Software dev wants to make scanlation tools

Joined
Sep 23, 2018
Messages
3
I've got some programming experience and I'd like to use it to make something that helps with scanlation.
But I don't know what people need -- google turns up a few projects that look useful and a few people saying they just use photoshop for everything.

- I've been thinking of trying neural network cleaning / redrawing. Has a lot of potential, but requires a lot of data.
- Typesetting seems to have tools already, but if there's anything to improve there, I'd be happy to try.
- Full machine translation is hard and produces bad quality, but there might be a way to do good machine-assisted translation.
- Or it could be that the biggest gains come from linking up other programs / tools.

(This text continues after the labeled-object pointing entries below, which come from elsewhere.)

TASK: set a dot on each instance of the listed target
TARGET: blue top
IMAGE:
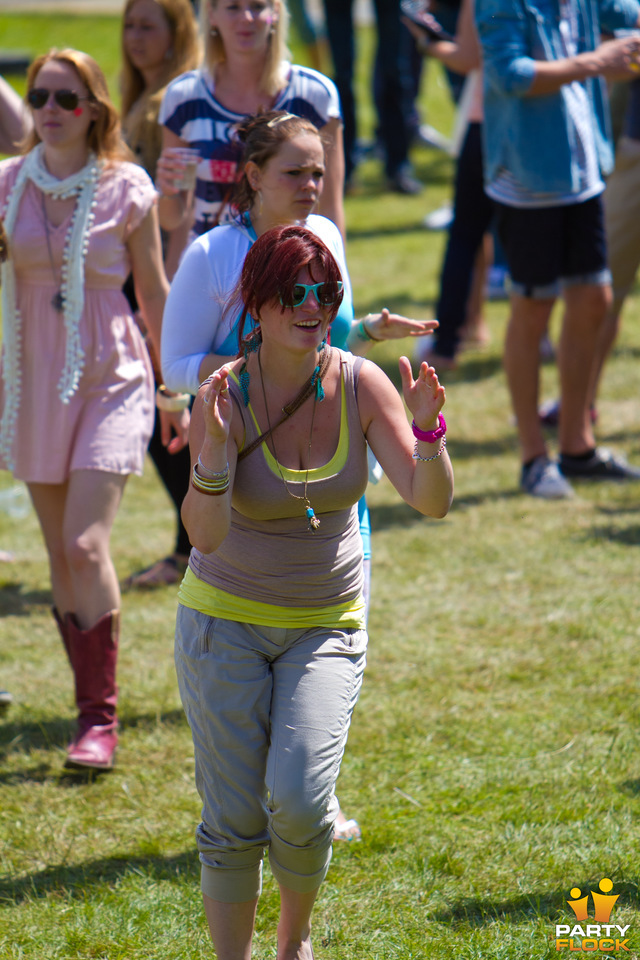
(632, 116)
(534, 137)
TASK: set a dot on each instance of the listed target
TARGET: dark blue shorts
(547, 247)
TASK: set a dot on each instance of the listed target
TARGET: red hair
(273, 263)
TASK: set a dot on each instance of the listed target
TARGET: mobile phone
(417, 11)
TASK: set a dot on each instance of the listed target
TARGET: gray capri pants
(269, 710)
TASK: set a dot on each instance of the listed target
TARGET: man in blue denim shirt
(547, 146)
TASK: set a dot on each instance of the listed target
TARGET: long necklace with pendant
(57, 300)
(313, 522)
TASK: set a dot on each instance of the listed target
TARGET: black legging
(174, 469)
(472, 216)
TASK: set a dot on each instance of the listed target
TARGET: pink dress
(108, 421)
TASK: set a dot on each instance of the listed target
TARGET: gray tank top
(269, 554)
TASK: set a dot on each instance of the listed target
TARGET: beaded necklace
(81, 185)
(313, 522)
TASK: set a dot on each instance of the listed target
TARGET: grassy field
(493, 762)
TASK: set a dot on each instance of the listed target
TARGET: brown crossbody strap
(290, 408)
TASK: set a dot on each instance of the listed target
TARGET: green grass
(493, 762)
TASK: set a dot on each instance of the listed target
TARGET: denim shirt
(534, 137)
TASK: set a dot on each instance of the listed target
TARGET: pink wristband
(430, 436)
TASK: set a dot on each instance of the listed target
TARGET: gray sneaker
(543, 479)
(603, 465)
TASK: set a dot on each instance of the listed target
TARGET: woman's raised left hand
(424, 396)
(217, 406)
(393, 326)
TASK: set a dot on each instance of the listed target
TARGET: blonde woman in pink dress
(76, 401)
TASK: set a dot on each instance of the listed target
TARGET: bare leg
(586, 308)
(76, 519)
(475, 332)
(606, 339)
(528, 322)
(294, 929)
(231, 927)
(49, 501)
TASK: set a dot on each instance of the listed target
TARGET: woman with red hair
(271, 638)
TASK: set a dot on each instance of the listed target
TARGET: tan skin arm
(428, 487)
(386, 326)
(331, 204)
(613, 60)
(151, 287)
(214, 436)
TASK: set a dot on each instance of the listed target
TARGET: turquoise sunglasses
(326, 293)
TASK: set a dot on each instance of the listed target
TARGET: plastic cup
(187, 179)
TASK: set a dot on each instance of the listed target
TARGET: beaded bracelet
(211, 488)
(171, 402)
(416, 455)
(430, 436)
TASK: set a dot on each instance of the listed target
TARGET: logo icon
(599, 934)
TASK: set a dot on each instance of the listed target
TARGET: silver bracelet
(209, 474)
(416, 455)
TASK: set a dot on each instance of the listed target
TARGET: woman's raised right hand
(217, 406)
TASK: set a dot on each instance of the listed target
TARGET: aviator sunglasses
(66, 99)
(326, 293)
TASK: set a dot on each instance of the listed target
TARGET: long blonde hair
(272, 79)
(185, 51)
(103, 136)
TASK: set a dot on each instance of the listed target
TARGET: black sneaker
(603, 465)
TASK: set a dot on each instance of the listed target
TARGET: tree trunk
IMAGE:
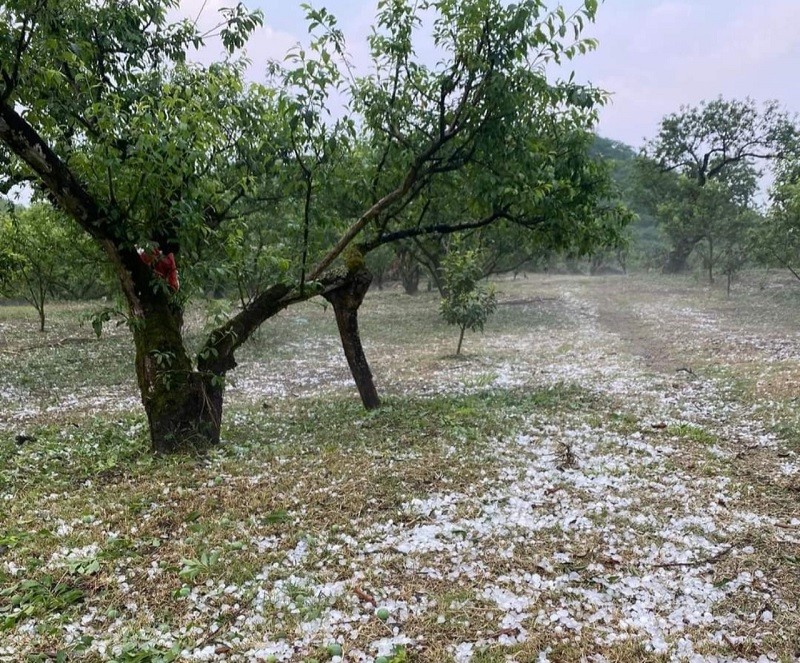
(710, 260)
(679, 256)
(346, 300)
(183, 406)
(460, 340)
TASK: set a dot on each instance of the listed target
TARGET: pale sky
(654, 55)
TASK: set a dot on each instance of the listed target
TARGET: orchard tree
(43, 256)
(721, 140)
(162, 162)
(468, 303)
(778, 237)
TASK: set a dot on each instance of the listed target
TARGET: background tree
(467, 303)
(778, 236)
(44, 257)
(720, 140)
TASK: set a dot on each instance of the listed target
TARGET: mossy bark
(183, 406)
(346, 299)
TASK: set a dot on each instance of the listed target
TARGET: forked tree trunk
(346, 299)
(183, 406)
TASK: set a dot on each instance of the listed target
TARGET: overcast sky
(654, 55)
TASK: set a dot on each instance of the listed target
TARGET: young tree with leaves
(717, 141)
(43, 257)
(467, 303)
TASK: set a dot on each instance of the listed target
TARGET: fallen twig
(698, 562)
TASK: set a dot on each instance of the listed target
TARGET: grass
(562, 491)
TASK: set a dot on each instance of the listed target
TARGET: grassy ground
(609, 474)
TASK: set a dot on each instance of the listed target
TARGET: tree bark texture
(346, 299)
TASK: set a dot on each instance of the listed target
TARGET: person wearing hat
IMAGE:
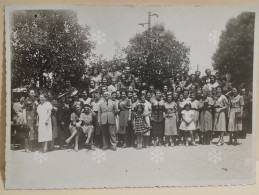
(171, 119)
(63, 118)
(85, 99)
(106, 119)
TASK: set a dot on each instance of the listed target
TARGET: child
(87, 124)
(139, 125)
(188, 123)
(97, 130)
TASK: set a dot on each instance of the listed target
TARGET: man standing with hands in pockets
(106, 119)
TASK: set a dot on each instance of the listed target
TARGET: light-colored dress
(195, 106)
(206, 114)
(170, 118)
(18, 110)
(44, 131)
(146, 114)
(158, 108)
(124, 106)
(189, 117)
(220, 116)
(235, 124)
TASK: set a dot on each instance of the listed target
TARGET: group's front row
(108, 122)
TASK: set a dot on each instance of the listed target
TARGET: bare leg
(74, 133)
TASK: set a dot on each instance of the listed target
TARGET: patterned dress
(124, 106)
(170, 118)
(87, 120)
(189, 117)
(54, 119)
(206, 114)
(235, 124)
(30, 107)
(44, 131)
(158, 108)
(139, 124)
(220, 116)
(194, 107)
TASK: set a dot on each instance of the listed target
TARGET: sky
(191, 25)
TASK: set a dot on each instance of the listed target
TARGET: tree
(234, 54)
(48, 41)
(154, 55)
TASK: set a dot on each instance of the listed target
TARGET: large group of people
(116, 109)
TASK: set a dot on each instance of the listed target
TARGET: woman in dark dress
(30, 116)
(157, 118)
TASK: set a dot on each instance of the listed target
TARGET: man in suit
(106, 119)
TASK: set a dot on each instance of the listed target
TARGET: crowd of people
(116, 109)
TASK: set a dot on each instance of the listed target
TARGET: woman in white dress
(44, 122)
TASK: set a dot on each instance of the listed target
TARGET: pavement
(199, 165)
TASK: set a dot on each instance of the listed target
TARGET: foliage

If you have an idea for a program that would help your group, I'd like to help out!
 
Member
Joined
Jan 21, 2018
Messages
90
I'm not sure if AI nowadays are sophisticated enough to do any of those. I mean, waifu2x just enlarges pictures and that apparently is an accomplishment.
 
Group Leader
Joined
Feb 4, 2018
Messages
245
A good OCR . Currently using Capture2Text, but it tends to do dumb mistakes:

- confuses small and large kana
- scans certain dakuten kana as handakuten kana
- tends to recognise 'し' as 'L'
- generally quality suffers depending on different font

Also it's by default not portable to Linux. The CLI part (which is what I'm interested in, as it integrates with another program), does work on Linux when you pile a dozen hacks on top of it, but works differently than the Windows version (it tends to make less mistakes on specific fonts, but on others it completely breaks while the previous version somehow works).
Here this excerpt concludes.